I work in the business applications group in the IT department in a non-it
multinational company

I don't have a say, or least not much of it, on waht OS or DB engine, we can
use, there is a different IT infrastructure team that deals with this, and
honesly this is a relief, I dont have to worry about backups and stuff like
this.

I try to be a an open source proponent, and try to introduce or slip in OOS
application. But if that application won't work on windows, SqlServer and IIS.
I will never be able to make the case for it and push it.

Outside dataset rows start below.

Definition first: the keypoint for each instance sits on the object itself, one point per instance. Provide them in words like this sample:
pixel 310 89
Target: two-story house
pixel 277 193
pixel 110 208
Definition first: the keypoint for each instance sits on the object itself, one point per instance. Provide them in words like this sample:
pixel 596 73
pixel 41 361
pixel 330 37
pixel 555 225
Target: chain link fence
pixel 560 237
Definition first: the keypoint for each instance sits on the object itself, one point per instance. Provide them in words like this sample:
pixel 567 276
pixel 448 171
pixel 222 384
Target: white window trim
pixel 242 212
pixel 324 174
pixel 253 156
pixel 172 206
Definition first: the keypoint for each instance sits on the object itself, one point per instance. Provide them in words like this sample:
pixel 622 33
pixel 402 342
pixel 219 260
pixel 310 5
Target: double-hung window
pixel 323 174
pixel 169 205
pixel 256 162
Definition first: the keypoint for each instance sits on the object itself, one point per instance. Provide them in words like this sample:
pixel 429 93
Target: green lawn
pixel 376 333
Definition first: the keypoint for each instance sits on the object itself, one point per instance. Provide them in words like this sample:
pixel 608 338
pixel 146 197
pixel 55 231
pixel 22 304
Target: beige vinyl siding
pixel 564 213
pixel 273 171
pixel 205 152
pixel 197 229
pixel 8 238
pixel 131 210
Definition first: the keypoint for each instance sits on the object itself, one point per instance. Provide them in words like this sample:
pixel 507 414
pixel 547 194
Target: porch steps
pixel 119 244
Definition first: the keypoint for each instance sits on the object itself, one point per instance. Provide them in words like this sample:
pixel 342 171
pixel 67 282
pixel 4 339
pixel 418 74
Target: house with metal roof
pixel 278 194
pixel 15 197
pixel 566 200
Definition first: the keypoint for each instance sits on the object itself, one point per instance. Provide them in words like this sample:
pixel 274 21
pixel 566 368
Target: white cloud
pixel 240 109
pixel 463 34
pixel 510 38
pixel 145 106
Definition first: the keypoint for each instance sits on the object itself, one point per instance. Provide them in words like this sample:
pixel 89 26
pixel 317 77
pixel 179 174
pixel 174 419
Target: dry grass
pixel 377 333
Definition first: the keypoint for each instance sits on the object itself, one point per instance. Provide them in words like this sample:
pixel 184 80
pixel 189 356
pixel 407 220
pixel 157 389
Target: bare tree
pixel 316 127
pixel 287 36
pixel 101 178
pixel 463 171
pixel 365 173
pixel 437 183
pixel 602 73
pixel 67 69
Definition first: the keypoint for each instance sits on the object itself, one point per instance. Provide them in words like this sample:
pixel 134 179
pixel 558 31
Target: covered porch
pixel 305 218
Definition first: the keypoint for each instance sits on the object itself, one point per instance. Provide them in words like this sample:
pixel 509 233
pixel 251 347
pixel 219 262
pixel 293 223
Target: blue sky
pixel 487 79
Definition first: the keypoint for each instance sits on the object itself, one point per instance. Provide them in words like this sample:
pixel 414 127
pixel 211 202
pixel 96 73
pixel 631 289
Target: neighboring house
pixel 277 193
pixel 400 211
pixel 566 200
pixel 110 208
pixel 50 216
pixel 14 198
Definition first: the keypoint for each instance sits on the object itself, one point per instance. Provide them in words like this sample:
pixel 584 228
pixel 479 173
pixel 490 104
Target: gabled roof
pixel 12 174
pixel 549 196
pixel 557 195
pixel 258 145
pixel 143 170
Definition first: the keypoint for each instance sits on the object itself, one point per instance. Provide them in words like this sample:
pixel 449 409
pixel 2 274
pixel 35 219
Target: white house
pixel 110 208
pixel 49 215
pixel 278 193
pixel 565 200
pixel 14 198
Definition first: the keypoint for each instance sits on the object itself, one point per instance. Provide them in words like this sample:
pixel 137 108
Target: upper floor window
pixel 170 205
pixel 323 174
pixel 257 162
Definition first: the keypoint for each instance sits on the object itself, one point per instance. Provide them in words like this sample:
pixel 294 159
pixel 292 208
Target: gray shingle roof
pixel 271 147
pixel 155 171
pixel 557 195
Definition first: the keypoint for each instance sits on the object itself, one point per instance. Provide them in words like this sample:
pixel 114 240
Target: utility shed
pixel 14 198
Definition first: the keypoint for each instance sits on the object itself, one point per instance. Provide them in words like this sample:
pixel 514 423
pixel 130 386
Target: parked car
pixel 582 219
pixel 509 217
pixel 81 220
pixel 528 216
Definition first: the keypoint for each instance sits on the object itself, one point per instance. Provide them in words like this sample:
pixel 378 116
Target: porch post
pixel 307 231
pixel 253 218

Maybe after I successfully introduce few OOS business apps and Dev framework,
I can start to make a call for a linux server, but not before.

------
musiciangames
Qwaq, which recently raised $7M, is also Squeak/Smalltalk/Croquet:

<http://qwaq.com/company/press_releases/pr-2007_11_27.php>

Qwaq has put a lot of its developments back into Croquet. A few more ventures
using Squeak could cause the (already high) productivity of the environment to
take off.

------
giles_bowkett
I can't find it in Gmail, but IIRC one of the Auctomatic guys told me they
were on Seaside, and they didn't understand why the whole world wasn't on
Seaside too.

I would be working in Seaside if I had more time, but there's the huge Rails
job market, the fact that I've been working with Rails a bunch, and the
fundamental fish-out-of-water feeling of being without my Unix security
blanket. I'm going to the OSCON tutorial on Seaside soon, though, and Steven
Baker told me he has a cool Seaside app to show off at RailsConf.

In addition to programming I devote serious amounts of time to acting and
music. If programming were my only thing, I would be working in Seaside. I
really enjoy Ruby immensely, but Seaside's very impressive. It even makes
everything else look a little silly.